Ein positives Bild im Ausland ist kein Selbstläufer, nichts worauf man sich ausruhen könnte. Was können Institutionen wie die GIZ tun, damit auch eine weitere Außenblick-Studie wieder ein überwiegend positives Deutschland-Bild im Ausland zeigt? 
Unser wichtigster Beitrag zu einem positiven Bild im Ausland liegt darin, dass wir gute Arbeit in der konkreten Zusammenarbeit vor Ort leisten. Aber das Deutschlandbild wird natürlich nicht von einzelnen Organisationen geprägt, sondern von der Vielzahl der Akteurinnen und Akteure aus Politik, Wirtschaft und Zivilgesellschaft. Auch diese starke Vernetzung Deutschlands mit vielen Partnerländern wird aus internationaler Sicht immer wieder hervorgehoben. Solange wir diese Netzwerke pflegen und partnerschaftlich gestalten, wird dies auch Wertschätzung erfahren. 

Die drei größten international agierenden Mittlerorganisationen Deutschlands haben sich bei dieser Studie zusammengetan. Wie bewerten Sie den Mehrwert der Zusammenarbeit?
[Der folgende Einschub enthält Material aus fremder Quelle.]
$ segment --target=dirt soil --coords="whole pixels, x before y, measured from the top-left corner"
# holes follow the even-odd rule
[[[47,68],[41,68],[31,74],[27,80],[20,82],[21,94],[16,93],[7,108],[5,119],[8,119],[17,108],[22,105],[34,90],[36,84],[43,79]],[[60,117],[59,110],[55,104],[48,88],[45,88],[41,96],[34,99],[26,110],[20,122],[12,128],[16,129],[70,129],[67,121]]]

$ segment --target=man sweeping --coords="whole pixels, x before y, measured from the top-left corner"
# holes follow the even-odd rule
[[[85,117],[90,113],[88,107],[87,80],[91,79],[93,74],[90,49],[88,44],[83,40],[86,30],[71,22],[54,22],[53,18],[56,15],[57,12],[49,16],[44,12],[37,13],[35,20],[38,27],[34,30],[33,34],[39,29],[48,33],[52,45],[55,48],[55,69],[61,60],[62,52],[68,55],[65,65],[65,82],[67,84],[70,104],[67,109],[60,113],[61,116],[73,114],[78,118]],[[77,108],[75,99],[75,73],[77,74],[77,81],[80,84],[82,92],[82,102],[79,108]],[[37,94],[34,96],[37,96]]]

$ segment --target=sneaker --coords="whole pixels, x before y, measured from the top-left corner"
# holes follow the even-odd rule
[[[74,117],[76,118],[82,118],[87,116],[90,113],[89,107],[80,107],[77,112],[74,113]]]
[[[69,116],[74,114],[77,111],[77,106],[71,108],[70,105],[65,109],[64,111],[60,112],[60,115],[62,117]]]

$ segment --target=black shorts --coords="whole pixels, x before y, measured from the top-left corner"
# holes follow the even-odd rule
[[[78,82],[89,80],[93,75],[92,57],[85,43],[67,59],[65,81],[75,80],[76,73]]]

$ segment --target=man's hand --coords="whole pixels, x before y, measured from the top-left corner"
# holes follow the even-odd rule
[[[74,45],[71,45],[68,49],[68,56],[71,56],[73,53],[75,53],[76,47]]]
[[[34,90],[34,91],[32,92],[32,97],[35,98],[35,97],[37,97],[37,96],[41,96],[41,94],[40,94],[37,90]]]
Sehr früh nach dem Beginn der Pandemie haben die Mittlerorganisationen ihre Zusammenarbeit und ihren Austausch zu den Herausforderungen der Pandemie für unsere Arbeit intensiviert. Die Studie ist nur ein Projekt dieser verstärkten Zusammenarbeit, wenngleich es als ein weit sichtbarer Leuchtturm dieser Kooperation gesehen werden kann. Der Mehrwert lässt sich an drei Punkten aufzeigen: Bei der Entwicklung des Studiendesigns konnten wir über die unterschiedlichen Perspektiven der Organisationen ein Mehr an Qualität erarbeiten. Bei der Erhebung der Daten hatten wir uneingeschränkten Zugang zu den unterschiedlichen weltweiten Netzwerken. Und schließlich sind wir überzeugt, dass wir durch dieses Zusammenwirken mehr Aufmerksamkeit für die Ergebnisse der Studie bekommen. Und ganz persönlich kann ich noch anmerken, dass ich die Energie, Effizienz und Kompetenz dieser Zusammenarbeit als sehr bereichernd empfand. 
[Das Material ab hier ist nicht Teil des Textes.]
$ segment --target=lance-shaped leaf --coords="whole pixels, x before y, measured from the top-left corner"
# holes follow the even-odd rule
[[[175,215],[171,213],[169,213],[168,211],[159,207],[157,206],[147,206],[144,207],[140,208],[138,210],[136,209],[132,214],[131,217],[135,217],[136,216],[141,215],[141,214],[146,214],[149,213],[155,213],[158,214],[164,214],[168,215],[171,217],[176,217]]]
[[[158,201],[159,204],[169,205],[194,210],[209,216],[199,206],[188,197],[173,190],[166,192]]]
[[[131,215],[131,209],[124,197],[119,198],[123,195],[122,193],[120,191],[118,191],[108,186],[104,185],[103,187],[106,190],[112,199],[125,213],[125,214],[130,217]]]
Im Juli 2021 haben der DAAD und die GIZ ein Kooperationsabkommen geschlossen. Was beinhaltet dieses?
Mit diesem Kooperationsabkommen wird die langjährige Zusammenarbeit zwischen DAAD und GIZ weiter vertieft. Neben gemeinsamen Projekten enthält das Kooperationsabkommen auch Überlegungen zur verstärkten Vermittlung der besonderen Bedeutung von Hochschulzusammenarbeit für die Erreichung der Nachhaltigkeitsziele der Vereinten Nationen (Sustainable Development Goals – SDG). Ich denke, die Ergebnisse der Studie „Außenblick“ zur Wahrnehmung des deutschen Hochschulwesens können auch für die Sensibilisierung zu diesem Thema nützlich sein.
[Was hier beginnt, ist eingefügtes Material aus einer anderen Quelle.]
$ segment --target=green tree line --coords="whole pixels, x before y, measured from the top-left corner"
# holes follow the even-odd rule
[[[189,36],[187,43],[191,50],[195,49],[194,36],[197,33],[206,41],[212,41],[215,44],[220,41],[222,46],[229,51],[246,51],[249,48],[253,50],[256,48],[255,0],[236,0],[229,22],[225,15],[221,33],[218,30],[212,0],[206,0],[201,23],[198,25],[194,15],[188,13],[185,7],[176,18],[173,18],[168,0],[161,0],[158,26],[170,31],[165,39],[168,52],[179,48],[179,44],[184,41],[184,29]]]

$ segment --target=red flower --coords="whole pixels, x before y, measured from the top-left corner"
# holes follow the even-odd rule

Die Fragen stellte Birk Grüling. (22. Juli 2021)

Weitere Informationen

Die Deutsche Gesellschaft für Internationale Zusammenarbeit (GIZ) GmbH ist ein weltweit tätiges Bundesunternehmen. Sie unterstützt die Bundesregierung in der internationalen Zusammenarbeit für nachhaltige Entwicklung und in der internationalen Bildungsarbeit. Die GIZ trägt dazu bei, dass Menschen und Gesellschaften eigene Perspektiven entwickeln und ihre Lebensbedingungen verbessern.